HRG supplementation abrogates the prothrombotic phenotype in HRG−/− mice
To further validate the role of HRG in this model, HRG−/− mice were given HRG or saline before FeCl3-induced injury. Whereas the mean TTO with saline was 8.9 ± 2.1 minutes, the mean TTO in mice supplemented with HRG was >30 minutes (Figure 5A-B). Therefore, restoration of HRG to levels similar to those in wild-type mice abrogates the prothrombotic phenotype in HRG−/− mice.
Immunostaining localizes HRG with platelets and fibrin in thrombi formed after FeCl3-induced injury
To localize HRG, thrombi from FeCl3-treated wild-type mice were harvested and subjected to immunohistochemical analysis. Whereas platelets were dispersed throughout the thrombi, fibrin deposition was localized to the vessel wall, likely at the site of FeCl3 application (Figure 5C). HRG is reported to be stored in platelet α-granules and released upon platelet activation. Because HRG binds to fibrin,28,39 we hypothesized that HRG would localize with platelets and fibrin. Consistent with this, HRG in thrombi localized with platelets and, to a lesser extent, with fibrin (Figure 5C). These data confirm that HRG is found in thrombi formed after FeCl3-induced arterial injury in mice.
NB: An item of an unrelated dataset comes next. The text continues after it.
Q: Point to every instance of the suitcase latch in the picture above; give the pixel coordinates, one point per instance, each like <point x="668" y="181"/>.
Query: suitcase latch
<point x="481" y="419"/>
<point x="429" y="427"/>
Hemostasis is normal in HRG−/− or HRG+/− mice
To examine the role of HRG in hemostasis, tail bleeding in HRG−/−, HRG+/−, and wild-type mice was compared. Cumulative blood loss after tail transection (Figure 6) was not significantly different in HRG−/− and HRG+/− mice from that in the wild-type controls (24.9 ± 3.9, 19.1 ± 3.1, and 26.5 ± 4.9 μL, respectively). These findings are at odds with previous work, which reported a modestly shorter bleeding time in HRG−/− mice than in wild-type mice.31 The discrepancy may reflect differences in bleeding models; we standardized the site of tail transection at 1.5 mm and used the more sensitive measure of cumulative blood loss instead of bleeding time. Overall, our results suggest that HRG modulates thrombosis with minimal effects on hemostasis.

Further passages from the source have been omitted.